Yine "Güncel Meseleler 2" de ;
" Rabıtanın şirk olmasının hiç bir aslı, esası, dayanağı yoktur. Çünkü, insanın gözünü kapatması serbesttir. Gözünü kapattığı zaman sevdiği bir insanı düşünmesi serbesttir. Bunun şirkle hiç bir ilgisi yoktur. Onlar herhalde tasavvufu bilmiyorlar veya rabıtayı bilmiyorlar, böyle bir görüşe saplanıyorlar. Ya da İbn-i Teymiye’nin filân kitaplarını iyi okumuyorlar.

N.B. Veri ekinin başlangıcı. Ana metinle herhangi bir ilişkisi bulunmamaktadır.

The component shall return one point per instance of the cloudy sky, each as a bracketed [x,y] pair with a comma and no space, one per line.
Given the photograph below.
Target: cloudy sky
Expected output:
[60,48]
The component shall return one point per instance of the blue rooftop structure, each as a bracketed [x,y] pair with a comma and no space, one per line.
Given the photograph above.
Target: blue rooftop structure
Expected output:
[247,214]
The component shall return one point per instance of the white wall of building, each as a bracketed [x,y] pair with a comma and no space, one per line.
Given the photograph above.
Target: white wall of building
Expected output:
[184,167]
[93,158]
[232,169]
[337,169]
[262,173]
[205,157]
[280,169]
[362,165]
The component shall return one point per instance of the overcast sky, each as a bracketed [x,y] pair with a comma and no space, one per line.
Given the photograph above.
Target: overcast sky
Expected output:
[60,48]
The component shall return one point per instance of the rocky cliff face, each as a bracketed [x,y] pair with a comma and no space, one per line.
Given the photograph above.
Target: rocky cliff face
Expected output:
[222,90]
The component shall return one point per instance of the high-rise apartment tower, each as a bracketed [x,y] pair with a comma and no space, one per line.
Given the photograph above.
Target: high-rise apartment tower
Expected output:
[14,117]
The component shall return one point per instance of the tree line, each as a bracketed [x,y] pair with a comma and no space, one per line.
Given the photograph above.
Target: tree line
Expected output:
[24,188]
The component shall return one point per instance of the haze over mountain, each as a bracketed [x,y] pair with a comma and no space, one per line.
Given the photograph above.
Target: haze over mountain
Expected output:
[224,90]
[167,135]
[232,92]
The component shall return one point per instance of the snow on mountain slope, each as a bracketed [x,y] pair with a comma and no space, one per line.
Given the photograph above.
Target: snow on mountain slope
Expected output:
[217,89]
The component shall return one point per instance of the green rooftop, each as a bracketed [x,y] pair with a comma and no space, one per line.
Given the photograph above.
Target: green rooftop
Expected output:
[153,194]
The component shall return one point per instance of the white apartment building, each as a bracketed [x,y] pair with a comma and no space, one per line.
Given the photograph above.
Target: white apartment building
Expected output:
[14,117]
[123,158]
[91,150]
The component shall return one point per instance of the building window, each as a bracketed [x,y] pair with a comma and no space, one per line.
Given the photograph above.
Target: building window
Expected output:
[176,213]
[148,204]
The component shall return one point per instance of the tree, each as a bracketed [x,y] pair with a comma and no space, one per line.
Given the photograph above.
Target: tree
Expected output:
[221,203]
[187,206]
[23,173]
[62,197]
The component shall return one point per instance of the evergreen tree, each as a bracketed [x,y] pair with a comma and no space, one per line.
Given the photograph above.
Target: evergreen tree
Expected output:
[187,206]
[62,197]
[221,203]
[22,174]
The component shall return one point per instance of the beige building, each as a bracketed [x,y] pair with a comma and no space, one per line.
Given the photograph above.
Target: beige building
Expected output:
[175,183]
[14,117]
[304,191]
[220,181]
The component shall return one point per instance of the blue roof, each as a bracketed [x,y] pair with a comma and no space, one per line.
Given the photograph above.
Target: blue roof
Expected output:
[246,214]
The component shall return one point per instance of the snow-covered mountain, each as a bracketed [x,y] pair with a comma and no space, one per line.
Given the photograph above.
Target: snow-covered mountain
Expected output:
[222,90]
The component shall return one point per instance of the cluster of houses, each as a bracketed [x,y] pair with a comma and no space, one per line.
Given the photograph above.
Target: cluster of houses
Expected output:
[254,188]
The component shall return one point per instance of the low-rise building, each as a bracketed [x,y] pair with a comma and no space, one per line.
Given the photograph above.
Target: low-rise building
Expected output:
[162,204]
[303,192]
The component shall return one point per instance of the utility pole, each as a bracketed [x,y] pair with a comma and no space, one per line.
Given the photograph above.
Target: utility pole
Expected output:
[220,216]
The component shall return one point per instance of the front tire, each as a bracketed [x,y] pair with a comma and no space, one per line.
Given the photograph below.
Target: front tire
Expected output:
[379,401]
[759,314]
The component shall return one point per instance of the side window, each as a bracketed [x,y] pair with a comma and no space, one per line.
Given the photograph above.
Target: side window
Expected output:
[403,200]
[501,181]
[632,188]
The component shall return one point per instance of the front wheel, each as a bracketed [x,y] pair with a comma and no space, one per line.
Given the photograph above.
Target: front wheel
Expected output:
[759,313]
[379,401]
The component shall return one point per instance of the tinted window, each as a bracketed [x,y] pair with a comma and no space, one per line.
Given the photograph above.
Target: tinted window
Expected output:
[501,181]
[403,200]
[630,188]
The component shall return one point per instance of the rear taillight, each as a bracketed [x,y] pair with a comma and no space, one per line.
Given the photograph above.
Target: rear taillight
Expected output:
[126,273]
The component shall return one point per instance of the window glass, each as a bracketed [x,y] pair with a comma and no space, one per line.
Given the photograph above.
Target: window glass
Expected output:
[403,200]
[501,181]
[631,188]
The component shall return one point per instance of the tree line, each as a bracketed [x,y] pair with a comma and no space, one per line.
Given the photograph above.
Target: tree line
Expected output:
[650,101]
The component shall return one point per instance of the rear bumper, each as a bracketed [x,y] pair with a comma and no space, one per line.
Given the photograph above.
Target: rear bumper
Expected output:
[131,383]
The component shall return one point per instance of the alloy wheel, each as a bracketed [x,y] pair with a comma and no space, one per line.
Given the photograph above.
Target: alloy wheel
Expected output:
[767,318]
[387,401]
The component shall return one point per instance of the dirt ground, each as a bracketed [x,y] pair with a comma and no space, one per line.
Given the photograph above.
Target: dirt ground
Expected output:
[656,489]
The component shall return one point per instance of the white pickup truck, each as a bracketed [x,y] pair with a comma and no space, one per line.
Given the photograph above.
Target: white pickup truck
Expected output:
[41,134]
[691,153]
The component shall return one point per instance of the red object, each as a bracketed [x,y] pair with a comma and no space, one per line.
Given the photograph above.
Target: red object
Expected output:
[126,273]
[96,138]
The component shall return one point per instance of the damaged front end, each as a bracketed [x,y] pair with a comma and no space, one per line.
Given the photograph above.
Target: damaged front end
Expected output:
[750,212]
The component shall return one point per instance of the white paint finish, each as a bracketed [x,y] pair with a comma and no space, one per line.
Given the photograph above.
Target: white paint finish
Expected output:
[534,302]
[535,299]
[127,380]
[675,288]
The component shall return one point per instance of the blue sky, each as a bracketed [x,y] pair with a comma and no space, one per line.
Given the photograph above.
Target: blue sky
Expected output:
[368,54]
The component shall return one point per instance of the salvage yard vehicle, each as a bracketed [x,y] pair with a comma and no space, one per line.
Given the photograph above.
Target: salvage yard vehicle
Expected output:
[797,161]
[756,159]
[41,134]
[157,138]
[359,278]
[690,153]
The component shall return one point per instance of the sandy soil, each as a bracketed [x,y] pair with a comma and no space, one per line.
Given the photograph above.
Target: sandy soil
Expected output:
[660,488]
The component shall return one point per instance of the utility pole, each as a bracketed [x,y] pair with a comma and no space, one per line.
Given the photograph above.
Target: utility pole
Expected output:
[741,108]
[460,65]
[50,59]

Ben şöyle onların kitaplarını ve o kitaplardan alınan özetleri okuyunca, baktım o da bizim gibi düşünüyor. Tasavvufa saygılı, bu gibi pek çok konuda oldukça güzel ifadeleri var… Demek ki yarım bilgili olan insanlar, meseleyi anlamadıkları için yalan yanlış konuşuyorlar .."
(s.193-194-195-196)
Bu sözlerinde İbi Teymiyye’ye karşı olumsuz bir bakış yok…
….
İbni teymiyye sapıktır, itikadı sakattır, "dini içten zedeleyen kafir"dir,vahhabilere kaynak teşkil etmektedir…
Öyleyse onun bu sapık görüşleri hususunda Esad Coşan Hocamız’da bir kaç şey söylemeli değil miydi, lakin sözü dinlenen kıymetli bir hocamız. Bu olumlu sözleri aklıma girmedi değil, o nedenle bu konuyu açma gereği hissettim.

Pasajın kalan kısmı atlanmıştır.